Pulsions et pénétrations

 

 

Avoir des enfants, c’est fatigant. Mais ça peut aussi servir à nous faire réfléchir, à bousculer nos prétentions et nos certitudes, à faire évoluer nos convictions.

Tenez, par exemple, il y a quelques temps, rendant visite à ma plus jeune fille, je tombe sur un livre posé sur sa table de chevet. Son titre : « Au-delà de la pénétration ». Wow : ça attire évidemment mon regard, et je me demande in petto : « qu’est-ce que c’est encore que ce truc ? ».

Malgré mon grand âge, j’ai bien compris qu’une énorme tectonique des plaques était en cours depuis quelques années, concernant les identités et pratiques sexuelles, mais là, je tombe soudain sur un livre qui semble remettre en question ce qui était, du moins à mes yeux anciens, l’alpha et l’omega du désir masculin : la pénétration.

Gentiment, ma fille m’explique de quoi parle l’ouvrage, et me recommande de le lire, me disant « tu vas apprendre plein de choses, papa… »

Bon, je me dis qu’il y a beaucoup de livres que j’ai davantage envie d’ouvrir que celui-là, que le temps me manque, et que je vois mal ce que je pourrai apprendre de nouveau sur ce thème, mais… Je me dis aussi que c’est ma fille, que c’est important de comprendre son époque et d’assouplir ses préjugés, et qu’avant de juger, il convient de vérifier.

Alors j’emporte le bouquin, je m’y plonge, et…

Et je m’aperçois que ce n’est pas si mal. En gros, il s’agit d’en finir non avec la pénétration, mais avec l’obsession ou l’obligation de la pénétration. Cette obligation n’est pas le top pour les femmes, qui à certains moments ont juste envie de caresses et de câlins.

Et l’auteur ajoute que cette obligation n’est pas non plus le top pour les hommes : l’obsession de la pénétration entraîne l’obsession de l’érection, et donc une anxiété de performance et des tourments de l’estime de soi pour nombre de mâles. Le livre rappelle donc avec bon sens que le plaisir passe aussi par d’autres voies que la pénétration, assez nombreuses et gratifiantes. Et qu’il faut apprendre à explorer. Bien…

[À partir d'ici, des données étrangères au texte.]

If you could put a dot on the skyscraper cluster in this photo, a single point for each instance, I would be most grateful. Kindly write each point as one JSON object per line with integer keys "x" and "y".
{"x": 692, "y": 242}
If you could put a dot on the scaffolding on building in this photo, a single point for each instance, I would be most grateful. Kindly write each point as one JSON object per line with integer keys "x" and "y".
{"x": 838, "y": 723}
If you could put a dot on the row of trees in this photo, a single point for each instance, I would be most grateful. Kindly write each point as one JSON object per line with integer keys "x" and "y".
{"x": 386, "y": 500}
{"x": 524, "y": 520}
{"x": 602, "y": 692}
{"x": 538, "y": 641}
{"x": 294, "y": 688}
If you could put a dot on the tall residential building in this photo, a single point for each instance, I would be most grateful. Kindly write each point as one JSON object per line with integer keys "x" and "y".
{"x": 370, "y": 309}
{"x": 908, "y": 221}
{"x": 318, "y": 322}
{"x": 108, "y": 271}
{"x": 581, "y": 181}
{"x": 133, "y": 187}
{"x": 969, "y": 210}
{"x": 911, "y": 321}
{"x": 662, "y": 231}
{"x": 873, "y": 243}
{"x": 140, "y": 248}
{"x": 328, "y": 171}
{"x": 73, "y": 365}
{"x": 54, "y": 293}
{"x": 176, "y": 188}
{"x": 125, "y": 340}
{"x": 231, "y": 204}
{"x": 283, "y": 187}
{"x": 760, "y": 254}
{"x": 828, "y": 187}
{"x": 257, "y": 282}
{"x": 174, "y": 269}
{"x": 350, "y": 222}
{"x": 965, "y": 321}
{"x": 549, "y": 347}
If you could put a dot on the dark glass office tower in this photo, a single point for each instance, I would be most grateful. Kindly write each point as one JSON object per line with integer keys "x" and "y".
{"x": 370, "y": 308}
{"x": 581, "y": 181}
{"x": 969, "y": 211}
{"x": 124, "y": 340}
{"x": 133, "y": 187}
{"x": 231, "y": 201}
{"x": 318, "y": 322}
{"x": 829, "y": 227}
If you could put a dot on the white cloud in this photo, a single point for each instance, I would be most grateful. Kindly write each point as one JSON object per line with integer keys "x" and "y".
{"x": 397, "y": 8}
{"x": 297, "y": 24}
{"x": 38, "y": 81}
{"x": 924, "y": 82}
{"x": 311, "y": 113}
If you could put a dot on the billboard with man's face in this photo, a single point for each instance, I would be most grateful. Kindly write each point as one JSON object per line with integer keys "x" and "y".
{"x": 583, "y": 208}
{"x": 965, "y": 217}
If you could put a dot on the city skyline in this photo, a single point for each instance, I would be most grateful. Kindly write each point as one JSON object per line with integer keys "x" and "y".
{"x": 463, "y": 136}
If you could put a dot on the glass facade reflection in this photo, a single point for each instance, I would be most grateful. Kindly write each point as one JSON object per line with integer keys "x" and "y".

Une fois le bouquin terminé, je me suis dit deux choses : la première, c’est « j’ai bien fait d’écouter ma fille » ; la seconde : « ben quand même, ça ne va pas être facile pour les hommes, cette histoire… » Les cerveaux masculins pourront-ils renoncer si facilement à un certain nombre de leurs obsessions ? 

Eh oui, ce ne sera pas facile de changer, notamment pour une génération comme la mienne, biberonnée à une vision du monde du type : « j’aime regarder les filles… ». Pas facile non plus pour les générations venues après nous, exposées à d’autres paroles de chansons, bien pires encore, et surtout aux sinistres images du porno en accès libre sur Internet.

Alors, perdu d’avance, le combat pour attendrir et civiliser un peu le désir masculin ? Pas forcément : certes, ce sera du boulot, mais on sait faire.

Prenez l’exemple de la violence : les humains, ou du moins la plupart d’entre eux, ont appris au fil des millénaires, à régler leurs conflits par la parole plutôt que par les coups. D’accord, ça dépend des gens et des moments, mais quand même, on considère que c’est mieux de commencer par parler plutôt que de commencer par cogner.

Alors, on arrivera bien à faire la même chose en matière de rapports femmes-hommes, pas seulement autour du sexe et du désir, d’ailleurs. Pour l’instant, tout ça paraît contraignant aux mâles ; et ça l’est, effectivement.

Mais il y a des contraintes fécondes, qui n’empruntent pas les voies de la facilité, mais plutôt celles de la lucidité, comme le rappelait le penseur béarnais, totalement oublié, Bernard Charbonneau : « L’humain a soif de vérité, mais est-ce la source qu’il cherche – ou l’abreuvoir ? »

En matière de désir masculin, où est la source et où est l’abreuvoir ?

Je vous laisse y réfléchir…

 

Illustration : un très étonnant tableau au Musée des Beaux Arts de Tours, “Dynamis” du peintre Veber (1902). Plutôt pensé pour dénoncer les conditions inhumaines du travail industriel mais difficile de ne pas penser à quelque chose de sexuel, n’est-ce-pas ?

PS : cet article reprend ma chronique du 11 octobre 2022 dans l’émission de France Inter, Grand Bien Vous Fasse.